The Grey Lady that did not bark in the night

Curiously, America's Greatest Newspaper (not!) has never mentioned the White House Iraq Group. Not once.

Times never mentions W.H.I.G.

Why is this curious? Because to make the case for Bush's war of choice in Iraq, the W.H.I.G. was tasked with fixing the facts and the intelligence around the policy through a disinformation campaign that involved more than 50 planted stories in the press. The W.H.I.G. membership? Karen Hughes, Andrew Card, Mary Matalin, James Wilkinson, Karl Rove—and “Scooter” Libby, the source Judy "Kneepads" Miller was, erm, "protecting."

Why would the Times not cover this story? Why wouldn't anyone else? Here are some theories, in increasing order of institutional corruption.

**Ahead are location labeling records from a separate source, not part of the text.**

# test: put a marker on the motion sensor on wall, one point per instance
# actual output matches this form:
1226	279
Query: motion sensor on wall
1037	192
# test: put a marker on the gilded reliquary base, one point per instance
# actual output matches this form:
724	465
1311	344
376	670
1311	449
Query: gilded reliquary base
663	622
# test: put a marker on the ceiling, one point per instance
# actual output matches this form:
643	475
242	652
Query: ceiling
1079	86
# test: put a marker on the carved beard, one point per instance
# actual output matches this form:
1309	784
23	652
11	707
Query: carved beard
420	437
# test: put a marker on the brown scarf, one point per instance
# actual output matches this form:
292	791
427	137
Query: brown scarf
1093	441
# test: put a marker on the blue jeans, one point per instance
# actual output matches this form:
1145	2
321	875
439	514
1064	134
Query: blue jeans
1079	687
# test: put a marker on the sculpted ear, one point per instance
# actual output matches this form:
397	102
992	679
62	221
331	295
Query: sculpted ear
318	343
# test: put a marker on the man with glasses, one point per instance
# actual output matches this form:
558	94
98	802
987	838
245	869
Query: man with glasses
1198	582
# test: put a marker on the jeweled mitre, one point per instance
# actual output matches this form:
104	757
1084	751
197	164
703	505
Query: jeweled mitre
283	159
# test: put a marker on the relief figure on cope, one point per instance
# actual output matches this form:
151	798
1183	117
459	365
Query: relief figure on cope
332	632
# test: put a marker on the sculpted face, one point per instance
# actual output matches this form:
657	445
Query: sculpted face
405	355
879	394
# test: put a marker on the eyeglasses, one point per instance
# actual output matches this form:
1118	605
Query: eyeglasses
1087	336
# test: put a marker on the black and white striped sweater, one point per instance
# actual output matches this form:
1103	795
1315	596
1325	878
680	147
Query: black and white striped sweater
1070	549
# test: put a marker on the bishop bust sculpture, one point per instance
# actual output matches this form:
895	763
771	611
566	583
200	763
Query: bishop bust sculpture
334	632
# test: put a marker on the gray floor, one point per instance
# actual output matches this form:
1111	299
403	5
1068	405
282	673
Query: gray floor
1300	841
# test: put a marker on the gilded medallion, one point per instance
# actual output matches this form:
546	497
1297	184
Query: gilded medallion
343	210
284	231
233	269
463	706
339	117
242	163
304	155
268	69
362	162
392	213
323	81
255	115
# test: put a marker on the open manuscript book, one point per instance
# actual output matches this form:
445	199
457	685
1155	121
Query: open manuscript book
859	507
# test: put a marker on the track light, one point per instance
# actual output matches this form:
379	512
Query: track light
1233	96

Timesman Paul Krugman, curiously, circles round the problem, characterizing the behavior of the press under the Bush regime not as an institutional collapse, but as the result of personal ethical failures:

Let's be frank: the Bush administration has made brilliant use of journalistic careerism. Those who wrote puff pieces about Mr. Bush and those around him have been rewarded with career-boosting access.
(via the Times print edition and here)

However, Krugman has focussed—was allowed to focus?—only on the side issue of Bush hagiography, rather than on the central issue of how the press covered the runup to the Iraq War. (No talk of 50 planted stories here!)

Sid Blumenthal at least characterizes the behavior of the press as an institutional breakdown:

Unlike in Watergate, which was largely advanced by the press, [TraitorGate] has unfolded despite much of the press corps' efforts to avoid, demean or restrain the story until very recently. Also unlike in Watergate, major influences in the press have aligned with their sources in the administration, not with the professionals in the government acting as whistle-blowers.
(via Salon)

However, Blumenthal is curiously imprecise about the way in which the press has "aligned" itself with the administration. (No talk of planted stories here!)

Michael Getler, WaPo's departing ombudsman, blames the institutional breakdown on the editors:

[T]he period before the Iraq war is so important because it was one of those historic, chips-are-down moments when a newspaper, especially one as important as The Post, must commit to using its resources and exercising its responsibilities to probe fully what the government is saying and doing.

[S]tories that challenged the official wisdom and unfolded in public were either missed or played down. I have attributed this mostly to what seemed to me to be a lack of alertness on the part of editors who at the time were also undoubtedly focused on preparing for the coming war.

Editors up and down the line are the key to this...
(via WaPo)

However, Getler, curiously, seems unwilling to examine the cause of this "lack of alertness"; could it be, as Krugman says, simple careerism? Mencken did say: "Never argue with a man whose job depends on not being convinced"--or whose kids are in private schools. (Again, no mention of planted stories here. And when you think about it, editors would be very useful gatekeepers to get the planted stories in, and keep the real story out.)

But we've said what the problem is, at the Times and in the press as a whole, quite directly in plain language:

7. I suggest that Times management—Keller, Sulzberger—was embedded in the disinformation campaign run by the White House Iraq Group, that Miller was their operative, and Libby was their handler. Of course, their White House handler wouldn’t have been crass enough to offer them money; the access to power, and the promise of scoops, would have been enough. The scoops were to come from Chalabi. (It doesn’t matter whether the White House still had faith in Chalabi; what matters is that the Times did).
(back)

Long story short:

The Times hasn't mentioned the W.H.I.G. because they were part of the W.H.I.G. disinformation campaign. In Traitorgate, Valerie Plame was outed to protect that operation, because the Niger uranium story was one of the stories that W.H.I.G. planted. (Remember the crude forgery of mysterious provenance that the yellowcake story was based on?)

And the reason it seems like they were all in on it, is that they were all in on it. All the Kewl Kidz, and all the media whores. The Beltway 500 crowd is dirty--Not all of them, but a percentage at the top of the dominance heirarchy (Not you, Dan Froomkin, and not you, Walter Pincus.)

So, it will be interesting to see if the Times can—snigger—cover itself in its still forthcoming story on Miller, or whether they'll go into modified limited hangout mode to protect Keller and Sulzberger—and, incidentally, not blow the cover of the W.H.I.G. disinformation campaign. Maybe this post can be your magic decoder ring to help you read between the lines of what they are allowed to write.

NOTE Please refer all comments containing the words "tinfoil hat" to the Department of No! They Would Never Do That!

UPDATE From comments at Kos, SourceWatch on WHIG. Also, firedoglake has an excellent summary of the record.

UPDATE Frank Rich does a modified limited hangout on WHIG in Sunday's Times.

UPDATE Treasongate: The Crime, The Means, The Opportunity, and Now The Motive (Hint: It comes from the PNAC).